Eggleston was polarizing—at the beginning of the 1970s, the use of color in artistic photography was still considered vulgar (see interview with Walker Evans, Image Magazine, Vol. 17, No. 4, 1974). But it wasn’t just the use of color that provoked criticism; Eggleston’s unsettling staging of the everyday added to the controversy. His unusual image compositions were misunderstood as mere snapshots of entirely unworthy subjects—“perfectly banal,” as journalist Hilton Kramer put it. Rather than orienting himself toward a frontal and linear composition style (like Walker Evans), Eggleston, like many of his New York contemporaries (Diane Arbus, Garry Winogrand, Lee Friedlander, among others), was more interested in asymmetrical image structures.

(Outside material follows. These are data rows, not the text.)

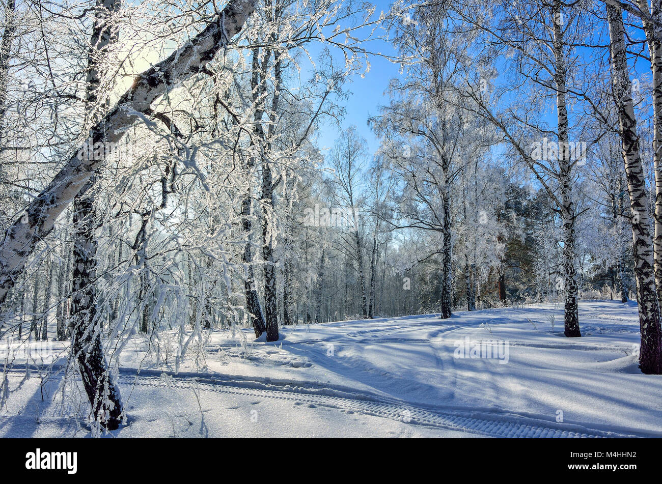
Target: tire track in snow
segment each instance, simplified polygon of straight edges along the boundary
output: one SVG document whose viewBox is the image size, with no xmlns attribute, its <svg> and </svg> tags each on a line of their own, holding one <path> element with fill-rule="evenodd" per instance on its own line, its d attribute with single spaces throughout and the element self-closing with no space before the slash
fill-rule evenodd
<svg viewBox="0 0 662 484">
<path fill-rule="evenodd" d="M 124 371 L 122 373 L 124 373 Z M 120 380 L 127 384 L 146 386 L 160 386 L 166 388 L 199 389 L 229 395 L 252 397 L 268 398 L 291 401 L 295 405 L 307 404 L 326 407 L 379 417 L 390 420 L 405 422 L 415 425 L 436 427 L 448 430 L 467 432 L 492 437 L 506 438 L 633 438 L 649 436 L 634 433 L 622 433 L 601 430 L 574 424 L 556 424 L 542 419 L 514 415 L 477 415 L 477 412 L 455 410 L 440 410 L 418 407 L 399 402 L 395 400 L 382 399 L 374 395 L 353 394 L 353 397 L 324 395 L 303 387 L 289 386 L 279 389 L 258 387 L 260 382 L 254 382 L 254 386 L 247 386 L 248 381 L 220 381 L 208 378 L 173 377 L 168 376 L 167 380 L 156 376 L 138 376 L 130 377 L 122 374 Z M 289 383 L 295 385 L 295 382 Z M 267 386 L 273 386 L 266 384 Z M 326 389 L 332 390 L 332 389 Z"/>
</svg>

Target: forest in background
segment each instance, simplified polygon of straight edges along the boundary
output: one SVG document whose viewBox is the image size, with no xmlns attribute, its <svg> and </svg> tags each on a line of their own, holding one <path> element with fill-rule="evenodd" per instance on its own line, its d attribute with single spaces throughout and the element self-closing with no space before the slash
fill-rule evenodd
<svg viewBox="0 0 662 484">
<path fill-rule="evenodd" d="M 660 0 L 3 10 L 0 338 L 70 340 L 100 424 L 123 346 L 164 329 L 183 354 L 559 301 L 579 337 L 579 298 L 632 298 L 662 372 Z M 402 75 L 371 153 L 344 106 L 375 56 Z"/>
</svg>

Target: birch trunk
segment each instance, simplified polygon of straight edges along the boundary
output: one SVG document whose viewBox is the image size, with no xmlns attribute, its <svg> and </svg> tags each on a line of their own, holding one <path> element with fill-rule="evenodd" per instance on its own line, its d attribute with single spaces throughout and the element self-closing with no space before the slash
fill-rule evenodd
<svg viewBox="0 0 662 484">
<path fill-rule="evenodd" d="M 638 0 L 639 8 L 649 12 L 646 0 Z M 653 0 L 651 17 L 662 22 L 662 0 Z M 662 31 L 645 18 L 641 19 L 648 43 L 653 73 L 653 167 L 655 180 L 653 268 L 658 304 L 662 302 Z"/>
<path fill-rule="evenodd" d="M 92 142 L 117 143 L 126 129 L 151 116 L 152 102 L 171 87 L 199 73 L 214 54 L 243 28 L 255 0 L 233 0 L 198 35 L 164 60 L 137 76 L 115 106 L 92 130 Z M 111 146 L 113 144 L 109 145 Z M 73 200 L 102 161 L 79 156 L 76 149 L 51 182 L 5 231 L 0 244 L 0 303 L 23 271 L 35 245 L 52 229 L 56 220 Z M 92 158 L 92 159 L 91 159 Z"/>
<path fill-rule="evenodd" d="M 575 268 L 575 206 L 572 198 L 572 167 L 569 146 L 568 112 L 565 103 L 566 63 L 563 51 L 563 29 L 560 19 L 561 2 L 555 0 L 552 7 L 554 19 L 554 58 L 556 69 L 556 112 L 559 139 L 559 184 L 561 186 L 561 217 L 563 222 L 563 288 L 565 295 L 563 334 L 569 338 L 581 336 L 577 308 L 578 287 Z"/>
<path fill-rule="evenodd" d="M 645 175 L 639 153 L 637 120 L 626 52 L 625 28 L 620 8 L 607 4 L 612 85 L 618 114 L 621 145 L 632 213 L 634 273 L 641 344 L 639 367 L 647 374 L 662 374 L 662 330 L 655 290 L 653 234 Z"/>
<path fill-rule="evenodd" d="M 451 311 L 451 299 L 452 291 L 451 284 L 452 280 L 451 271 L 452 246 L 451 245 L 451 202 L 448 187 L 444 187 L 442 194 L 442 203 L 444 206 L 444 218 L 442 222 L 442 233 L 444 235 L 444 245 L 442 253 L 442 275 L 441 275 L 441 309 L 442 319 L 446 319 L 453 315 Z"/>
</svg>

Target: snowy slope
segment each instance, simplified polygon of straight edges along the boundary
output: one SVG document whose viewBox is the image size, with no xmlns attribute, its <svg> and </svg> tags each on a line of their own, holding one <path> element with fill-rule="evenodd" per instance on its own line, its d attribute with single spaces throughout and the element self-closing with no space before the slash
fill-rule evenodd
<svg viewBox="0 0 662 484">
<path fill-rule="evenodd" d="M 285 327 L 277 343 L 213 332 L 177 374 L 173 333 L 160 335 L 158 354 L 136 337 L 120 372 L 129 424 L 114 435 L 662 435 L 662 376 L 637 368 L 636 305 L 584 302 L 580 323 L 585 337 L 565 338 L 562 308 L 544 304 Z M 456 357 L 481 341 L 507 342 L 507 361 Z M 62 380 L 25 382 L 0 436 L 89 434 Z"/>
</svg>

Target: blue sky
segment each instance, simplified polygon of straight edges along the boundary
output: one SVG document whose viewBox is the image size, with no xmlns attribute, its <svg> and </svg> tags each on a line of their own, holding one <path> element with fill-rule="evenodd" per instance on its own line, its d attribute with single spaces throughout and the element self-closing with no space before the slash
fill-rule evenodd
<svg viewBox="0 0 662 484">
<path fill-rule="evenodd" d="M 377 15 L 380 10 L 387 11 L 390 5 L 390 1 L 385 0 L 379 0 L 373 3 L 377 5 L 377 11 L 375 15 Z M 375 52 L 387 55 L 393 54 L 395 52 L 391 43 L 383 41 L 375 41 L 371 43 L 370 48 Z M 359 133 L 367 141 L 368 150 L 371 153 L 373 153 L 379 148 L 379 142 L 368 128 L 367 119 L 369 116 L 379 114 L 380 106 L 388 104 L 389 99 L 385 95 L 385 91 L 389 86 L 391 79 L 399 77 L 400 65 L 376 56 L 371 56 L 369 61 L 370 71 L 365 75 L 365 77 L 361 78 L 357 75 L 352 76 L 350 81 L 344 87 L 346 90 L 350 91 L 351 93 L 348 99 L 341 101 L 346 110 L 342 127 L 342 129 L 345 129 L 355 125 Z M 340 132 L 340 129 L 335 124 L 325 122 L 318 134 L 318 145 L 320 148 L 332 147 Z M 328 151 L 325 151 L 324 153 L 328 153 Z"/>
</svg>

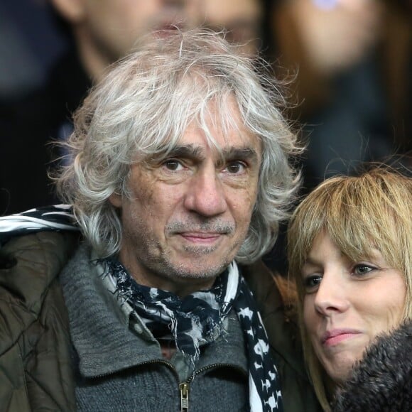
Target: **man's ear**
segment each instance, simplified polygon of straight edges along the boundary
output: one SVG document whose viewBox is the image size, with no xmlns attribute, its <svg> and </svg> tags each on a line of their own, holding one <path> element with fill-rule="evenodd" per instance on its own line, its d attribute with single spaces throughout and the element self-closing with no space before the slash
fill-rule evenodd
<svg viewBox="0 0 412 412">
<path fill-rule="evenodd" d="M 69 23 L 75 24 L 85 16 L 84 0 L 50 0 L 54 8 Z"/>
<path fill-rule="evenodd" d="M 112 193 L 109 197 L 109 201 L 114 207 L 119 207 L 119 209 L 123 205 L 121 195 L 118 193 Z"/>
</svg>

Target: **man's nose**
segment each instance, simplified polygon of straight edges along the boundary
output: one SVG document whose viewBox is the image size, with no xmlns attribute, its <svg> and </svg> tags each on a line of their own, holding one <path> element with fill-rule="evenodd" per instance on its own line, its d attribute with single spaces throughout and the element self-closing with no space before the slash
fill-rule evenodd
<svg viewBox="0 0 412 412">
<path fill-rule="evenodd" d="M 224 188 L 215 170 L 198 170 L 193 175 L 188 183 L 185 207 L 205 217 L 217 216 L 226 211 Z"/>
<path fill-rule="evenodd" d="M 325 271 L 315 297 L 315 308 L 323 315 L 345 312 L 349 305 L 347 291 L 340 274 Z"/>
</svg>

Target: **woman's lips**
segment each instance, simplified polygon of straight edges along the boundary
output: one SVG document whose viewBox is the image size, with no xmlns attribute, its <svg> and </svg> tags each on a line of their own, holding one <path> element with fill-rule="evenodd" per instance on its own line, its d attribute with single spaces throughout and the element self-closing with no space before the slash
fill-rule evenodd
<svg viewBox="0 0 412 412">
<path fill-rule="evenodd" d="M 361 332 L 354 329 L 333 329 L 328 330 L 322 338 L 322 344 L 325 346 L 334 346 L 347 340 L 355 337 Z"/>
</svg>

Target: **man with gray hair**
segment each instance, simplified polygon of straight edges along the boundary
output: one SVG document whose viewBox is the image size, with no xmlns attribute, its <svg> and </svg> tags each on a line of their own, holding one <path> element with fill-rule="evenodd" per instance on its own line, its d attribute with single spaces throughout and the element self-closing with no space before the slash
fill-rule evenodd
<svg viewBox="0 0 412 412">
<path fill-rule="evenodd" d="M 139 50 L 75 116 L 57 178 L 70 208 L 0 218 L 0 401 L 315 411 L 276 283 L 256 263 L 298 180 L 280 96 L 210 31 Z"/>
</svg>

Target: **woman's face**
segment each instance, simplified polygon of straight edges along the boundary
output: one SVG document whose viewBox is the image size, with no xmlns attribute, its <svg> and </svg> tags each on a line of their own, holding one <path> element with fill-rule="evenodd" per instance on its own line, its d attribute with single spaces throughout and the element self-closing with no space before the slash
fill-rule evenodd
<svg viewBox="0 0 412 412">
<path fill-rule="evenodd" d="M 351 261 L 325 232 L 315 238 L 301 272 L 305 326 L 326 372 L 342 383 L 376 335 L 401 322 L 404 276 L 376 249 L 367 260 Z"/>
</svg>

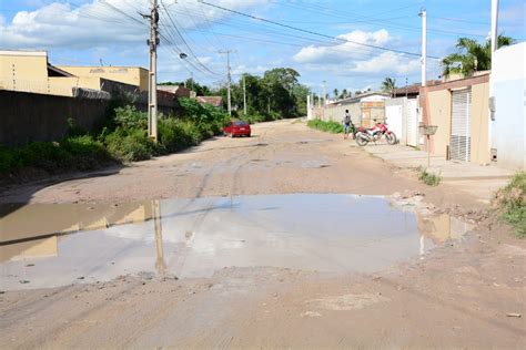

Eggleston does not assign a hierarchy to color; he dissociates it. The unease evoked by his images stems from the dissolution of traditional image order and contains something anarchic: “I am at war with the obvious” (William Eggleston in an interview with Mark Holborn, afterword to The Democratic Forest). His psychological treatment of color became a guiding influence for numerous artists, especially David Lynch and Juergen Teller.
Hengesbach Gallery is showing his series Troubled Waters, created in the early 1970s, which exemplifies Eggleston’s engagement with the American South. The title of the series itself references the cultural roots of the Mississippi—song lyrics by blues legend Muddy Waters, such as “I be’s trouble” or “Trouble no more,” programmatically express the melancholia of the Southern States. The works in the Troubled Waters series symbolize an intangible yet persistent American trauma.